Hacker News new | ask | show | jobs
by andybest 2991 days ago
Will be interesting to see how compiling to C affects debugging in the real world. LLVM is nice as a target, since it allows you to map generated IR blocks to source locations. Of course, it also means that the compiler needs to link to all of the LLVM libs, which is a bit of a hassle too. (I've found this when working on a Clojure->LLVM compiler bootstrapped from Clojure).
1 comments

You can map locations in generated C code to locations in some other file, too. Standard C has a pragma for it:

    #line <num> "filename"
or, if the filename is the same as the previous pragma, you can omit it from the pragma:

    #line <num>
This pragma is used to inform the compiler of what information it should use when displaying error messages and such.
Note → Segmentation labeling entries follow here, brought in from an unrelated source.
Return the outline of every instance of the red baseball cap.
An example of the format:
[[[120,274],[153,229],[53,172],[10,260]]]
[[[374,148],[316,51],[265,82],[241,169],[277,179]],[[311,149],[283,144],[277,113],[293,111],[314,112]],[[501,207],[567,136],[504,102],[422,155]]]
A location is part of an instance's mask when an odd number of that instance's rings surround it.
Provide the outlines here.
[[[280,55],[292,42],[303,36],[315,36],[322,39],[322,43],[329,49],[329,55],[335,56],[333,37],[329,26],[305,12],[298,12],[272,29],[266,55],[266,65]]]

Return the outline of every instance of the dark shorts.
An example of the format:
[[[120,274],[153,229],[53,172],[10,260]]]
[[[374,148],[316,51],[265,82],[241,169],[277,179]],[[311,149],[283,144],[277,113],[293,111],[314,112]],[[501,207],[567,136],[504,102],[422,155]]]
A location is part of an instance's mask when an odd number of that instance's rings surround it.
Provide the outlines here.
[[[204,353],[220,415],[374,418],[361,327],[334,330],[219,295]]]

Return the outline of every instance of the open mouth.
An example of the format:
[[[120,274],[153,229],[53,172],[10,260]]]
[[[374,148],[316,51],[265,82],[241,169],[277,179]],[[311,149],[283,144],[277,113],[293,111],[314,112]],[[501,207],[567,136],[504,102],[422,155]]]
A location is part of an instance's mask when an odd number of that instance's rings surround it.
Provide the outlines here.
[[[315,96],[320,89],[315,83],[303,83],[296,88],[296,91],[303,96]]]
I think it's meant to be used by the C preprocessor, but the preprocessor isn't required to use it, and other programs aren't prohibited from using it.

You might wind up generating a lot of these, but they're really easy to generate as long as you preserve that information all the way through compilation (which I'd assume you'd have to do for LLVM IR regardless).

Interesting, I wasn't aware of the #line directive, thanks!

Yes, you would need to keep track of the source locations for each node in the AST. There is a nice example in the LLVM Kaleidoscope tutorial here: https://llvm.org/docs/tutorial/LangImpl09.html

Bison and lex use #line to make generated C/C++ code (lexer, parser) debuggable, or at least their GNU implementation does, I don't know about other implementations.